Still, Gomez might have been the Rangers’ best player the second half of 2007-08 playing primarily between Sean Avery and Brendan Shanahan. He was a key figure in the Rangers’ five-game, first-round rout of the Devils in 2008, dominating even while booed every time he touched the puck in Newark.

Last summer, the Rangers underwent their extreme makeover, in essence turning the direction of the team over to Gomez and Chris Drury, who also had signed as a free agent on July 1, 2007 (for five years at $35.25M) and who also failed to mesh with Jagr.

“We’re going to use Drury and Gomez in an offensive way we think will utilize their abilities, and we made changes around that,” Sather said last July 3 after informing Jagr his services were no longer desired.

“It’s going to be me and Chris now, and that’s what we wanted when we came to New York,” Gomez said last July 2, after the Blueshirts had acquired Nikolai Zherdev from Columbus to be his winger. “If I’m playing with Zherdev, it’s going to be up to me to make it work, and I’m up for that.

“We’re going to be an in-your-face team that pressures the puck. I’ve been talking with Chris and he feels exactly the way I do. We’re ready for the responsibility.”

No, they weren’t and no, Gomez wasn’t. He never meshed with Zherdev, who also needed the puck at all times. Gomez played much of October with a bad ankle. He played nearly all of the remainder of the season, dispirited, rarely a positive factor, turning away from contact, giving away the puck.

Gomez underachieved for Tom Renney and was unable to regain even a semblance of the dynamic game he’d owned as a Devil after John Tortorella took command on Feb. 23. His game had deteriorated beyond repair. He surely was one of the players Tortorella had in mind when citing a handful of Rangers as being out of condition.

His game was gone, his smile was gone, and he was going.
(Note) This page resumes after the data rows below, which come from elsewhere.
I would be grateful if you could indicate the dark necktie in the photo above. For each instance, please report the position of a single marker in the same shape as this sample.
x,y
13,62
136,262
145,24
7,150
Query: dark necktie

The Rangers had been dangling Gomez for months. They needed to clear cap space. They needed to move forward without Gomez.

“If you perform up to expectations, play hard every day, game in and game out and be productive, there’s a chance you’ll never be traded,” Sather said yesterday afternoon after announcing that Gomez had been traded.

Gomez’ heart was in the right place two summers ago. But his eyes exceeded his commitment. New York was too big for him.